NBA: Time for the Lakers to push back, on the road
By Jeff Miller
The Orange County Register
LOS ANGELES — Now we know for a fact the Lakers can lose.
And we mean more than just a game.
We mean a series.
This series.
That’s the message to take from Thursday, which appropriately ended with a desperate and hurried three-point shot by the shortest Laker on the court over the tallest Nugget on the court.
The result of that shot:
Air ball.
Nothing but not.
Not now. Not here. Not Game 2.
On a night when the Lakers led by 14 points, they eventually lost by three — 106-103 — and now they have to win at least once in Denver. That’s on the road, where they flopped their past two times out.
Very little is guaranteed after just two games of a best-of-7 series, but the early indication is the
Lakers have a lot of heavy breathing and heavier lifting in front of them. They also easily could be looking at the Nuggets for five more games.
“Western Conference finals, that’s what you expect,” Lamar Odom said after eight quarters and 96 opening minutes of skin-tight basketball. “Going to be knick and knack, a tit for tat.”
Also going to have guys talking like Dr. Seuss. And why not? By the time this series is over, all sorts of strange things could happen. That’s the way it is when teams appear this equally matched.
The lead changed sides three times and there were six ties in the fourth quarter alone. Both teams shot 14 free throws in the final 12 minutes. The difference: the Nuggets made 13, the Lakers only nine.
“Tonight came down to free throw shooting really,” Kobe Bryant said. “It was a free-throw shooting contest and we caved first, simple as that.”
Pau Gasol missed three times and Trevor Ariza and Shannon Brown once each.
Meanwhile, the Nuggets had Chauncey Billups, a player so recognized for his touch in the clutch that he has the nickname “Mr. Big Shot.” Billups made 9 of 10 free throws in the final quarter.
No, these aren’t the Nuggets of last season, a team the Lakers swept in the first round. These also aren’t the Nuggets of any recent vintage, a franchise the Lakers had beaten 11 consecutive times in the postseason.
These are the rugged, tested and defensively capable Nuggets, who just beat the Lakers in the playoffs for the first time since 1985. Think of it this way: the last time this happened to the Lakers, Ariza hadn’t been born yet.
Yes, this is an entirely different flavor of Nuggets.
Yet, the Lakers still had a chance to tie on their final possession. Down by three and with 4.3 seconds left, Coach Phil Jackson was certain the Nuggets would foul Bryant immediately.
So he designed a play to go to Derek Fisher for a three-point try in the corner.

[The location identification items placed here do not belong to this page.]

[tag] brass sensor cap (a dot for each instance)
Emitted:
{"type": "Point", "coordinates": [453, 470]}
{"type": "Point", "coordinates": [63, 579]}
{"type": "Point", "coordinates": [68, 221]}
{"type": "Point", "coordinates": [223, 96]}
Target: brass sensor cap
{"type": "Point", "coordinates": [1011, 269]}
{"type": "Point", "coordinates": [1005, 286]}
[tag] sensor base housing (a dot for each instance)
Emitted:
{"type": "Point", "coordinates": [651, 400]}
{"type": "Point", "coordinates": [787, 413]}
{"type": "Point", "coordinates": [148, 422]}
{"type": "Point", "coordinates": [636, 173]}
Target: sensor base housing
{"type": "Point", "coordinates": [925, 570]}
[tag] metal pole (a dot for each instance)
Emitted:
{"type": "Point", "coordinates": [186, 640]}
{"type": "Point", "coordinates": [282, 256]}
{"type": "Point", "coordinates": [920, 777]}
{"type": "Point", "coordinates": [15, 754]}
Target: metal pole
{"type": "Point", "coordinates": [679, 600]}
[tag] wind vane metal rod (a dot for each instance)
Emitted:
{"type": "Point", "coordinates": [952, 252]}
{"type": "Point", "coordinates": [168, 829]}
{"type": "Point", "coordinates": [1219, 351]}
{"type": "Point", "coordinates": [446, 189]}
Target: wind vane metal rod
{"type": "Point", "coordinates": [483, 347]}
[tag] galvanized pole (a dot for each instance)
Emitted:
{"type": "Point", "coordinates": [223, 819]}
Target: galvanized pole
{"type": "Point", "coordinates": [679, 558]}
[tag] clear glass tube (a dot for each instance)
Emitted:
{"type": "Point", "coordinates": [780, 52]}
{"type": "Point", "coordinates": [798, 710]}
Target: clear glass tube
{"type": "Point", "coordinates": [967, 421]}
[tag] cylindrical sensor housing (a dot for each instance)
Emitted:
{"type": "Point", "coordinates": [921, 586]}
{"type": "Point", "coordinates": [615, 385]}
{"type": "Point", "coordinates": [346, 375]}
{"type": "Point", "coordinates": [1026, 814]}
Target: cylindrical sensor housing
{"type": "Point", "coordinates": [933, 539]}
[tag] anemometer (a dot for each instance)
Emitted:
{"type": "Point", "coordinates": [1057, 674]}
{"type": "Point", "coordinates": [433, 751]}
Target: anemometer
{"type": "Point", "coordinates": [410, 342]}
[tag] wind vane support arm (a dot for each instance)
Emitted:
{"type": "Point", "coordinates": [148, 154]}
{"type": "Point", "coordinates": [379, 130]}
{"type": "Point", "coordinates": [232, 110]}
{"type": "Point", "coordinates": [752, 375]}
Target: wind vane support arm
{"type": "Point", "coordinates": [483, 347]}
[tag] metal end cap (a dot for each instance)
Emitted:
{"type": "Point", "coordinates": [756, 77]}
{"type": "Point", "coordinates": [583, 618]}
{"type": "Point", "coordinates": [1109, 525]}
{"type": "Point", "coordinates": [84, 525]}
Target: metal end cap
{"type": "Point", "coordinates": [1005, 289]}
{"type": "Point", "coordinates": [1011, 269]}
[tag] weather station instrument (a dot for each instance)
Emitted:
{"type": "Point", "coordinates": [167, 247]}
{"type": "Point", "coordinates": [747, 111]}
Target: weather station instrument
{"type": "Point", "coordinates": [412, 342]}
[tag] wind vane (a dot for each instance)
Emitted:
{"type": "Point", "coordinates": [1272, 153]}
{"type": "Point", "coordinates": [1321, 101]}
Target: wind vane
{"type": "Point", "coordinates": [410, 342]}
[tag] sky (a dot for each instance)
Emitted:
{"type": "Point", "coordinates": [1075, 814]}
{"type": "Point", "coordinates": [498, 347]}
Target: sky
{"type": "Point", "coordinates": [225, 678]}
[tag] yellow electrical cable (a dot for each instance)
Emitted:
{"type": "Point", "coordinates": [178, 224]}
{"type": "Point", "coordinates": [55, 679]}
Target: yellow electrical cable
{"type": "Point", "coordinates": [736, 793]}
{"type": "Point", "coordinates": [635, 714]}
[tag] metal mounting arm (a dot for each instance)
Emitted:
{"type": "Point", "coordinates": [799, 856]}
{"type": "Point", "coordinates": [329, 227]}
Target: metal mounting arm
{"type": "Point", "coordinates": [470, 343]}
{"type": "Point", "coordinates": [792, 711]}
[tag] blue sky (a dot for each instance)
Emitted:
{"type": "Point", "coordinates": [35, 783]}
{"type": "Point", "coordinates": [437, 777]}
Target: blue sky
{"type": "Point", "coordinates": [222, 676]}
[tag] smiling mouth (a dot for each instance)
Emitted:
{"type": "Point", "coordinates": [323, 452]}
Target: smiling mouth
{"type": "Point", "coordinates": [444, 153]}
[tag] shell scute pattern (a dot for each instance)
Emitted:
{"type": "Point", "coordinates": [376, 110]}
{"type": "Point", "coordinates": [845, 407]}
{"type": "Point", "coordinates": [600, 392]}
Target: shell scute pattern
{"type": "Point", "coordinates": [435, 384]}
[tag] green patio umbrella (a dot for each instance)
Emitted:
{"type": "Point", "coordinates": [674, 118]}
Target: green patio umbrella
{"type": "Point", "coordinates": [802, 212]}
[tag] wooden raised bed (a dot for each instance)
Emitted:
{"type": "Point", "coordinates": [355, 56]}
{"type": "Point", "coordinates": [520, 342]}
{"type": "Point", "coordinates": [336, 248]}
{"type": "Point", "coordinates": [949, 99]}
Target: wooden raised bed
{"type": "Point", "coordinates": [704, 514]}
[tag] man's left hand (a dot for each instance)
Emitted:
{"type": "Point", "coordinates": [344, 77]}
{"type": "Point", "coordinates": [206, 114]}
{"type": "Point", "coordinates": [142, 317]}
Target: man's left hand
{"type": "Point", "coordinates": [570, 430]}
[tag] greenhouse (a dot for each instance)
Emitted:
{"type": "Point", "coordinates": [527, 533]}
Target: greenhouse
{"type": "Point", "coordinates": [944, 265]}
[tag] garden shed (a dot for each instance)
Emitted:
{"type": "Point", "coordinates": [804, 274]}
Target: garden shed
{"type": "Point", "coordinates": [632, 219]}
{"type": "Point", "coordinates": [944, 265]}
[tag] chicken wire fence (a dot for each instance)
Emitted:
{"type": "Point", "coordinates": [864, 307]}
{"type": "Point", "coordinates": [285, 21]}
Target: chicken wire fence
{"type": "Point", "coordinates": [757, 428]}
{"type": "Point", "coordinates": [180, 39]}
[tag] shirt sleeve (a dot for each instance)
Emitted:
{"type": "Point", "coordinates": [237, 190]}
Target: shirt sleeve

At the time, Fisher had missed seven of his previous eight shots.
The part of the plan that wasn’t designed was for Denver center Nene to run and leap in Fisher’s face. Some believed Nene tipped the shot, but either way, the 10 inches of height he has on Fisher didn’t help.
“I think I got rid of it a little quicker than I probably had to,” Fisher said. “You definitely don’t want to put yourself in a position where you need that kind of shot to try and tie the game.”
Did the Lakers put themselves in that position? Or were they put there by the Nuggets, a team fully capable of bullying an opponent into bad spots?
There was talk before this series about how the Lakers would match up better against Denver than they did against Houston. We aren’t smart enough to fully grasp the X’s and O’s, but even we can see the black and blue.
The Nuggets are a physical collection, much more physical than the Rockets, and physical opponents aren’t exactly to the Lakers liking. Not with a frontline that relies more on motion than muscle, not with Andrew Bynum still searching for his playoff legs.
The Nuggets just came into Staples Center and were awarded 72 free throws to the Lakers’ 59. This easily is the most glaring statistic from these first two games.
This also is not normal in a sport where home court traditionally brings more advantages than just a friendly crowd and a familiar bed.
In Billups and Carmelo Anthony, Denver has two players who get calls no matter the venue. Billups repeatedly drove into the collective gut of the Lakers on Thursday, causing all manner of gas pains.
The Nuggets’ physical nature showed itself in another way late, on a play that Jackson said “kind of changed the makeup” of the game.
With 18.6 seconds left and Denver leading 103-101, the Nuggets gained a critical possession on a Ariza turnover immediately after a jump ball.
Jackson said his view showed Ariza losing control of the ball in part because Anthony pushed him.
Time for the Lakers to push back. And they’ll have to do it in Denver now. At least once.
“We’re not the best road team in the NBA for no reason,” Bryant said, a double negative being the perfect ending to this night.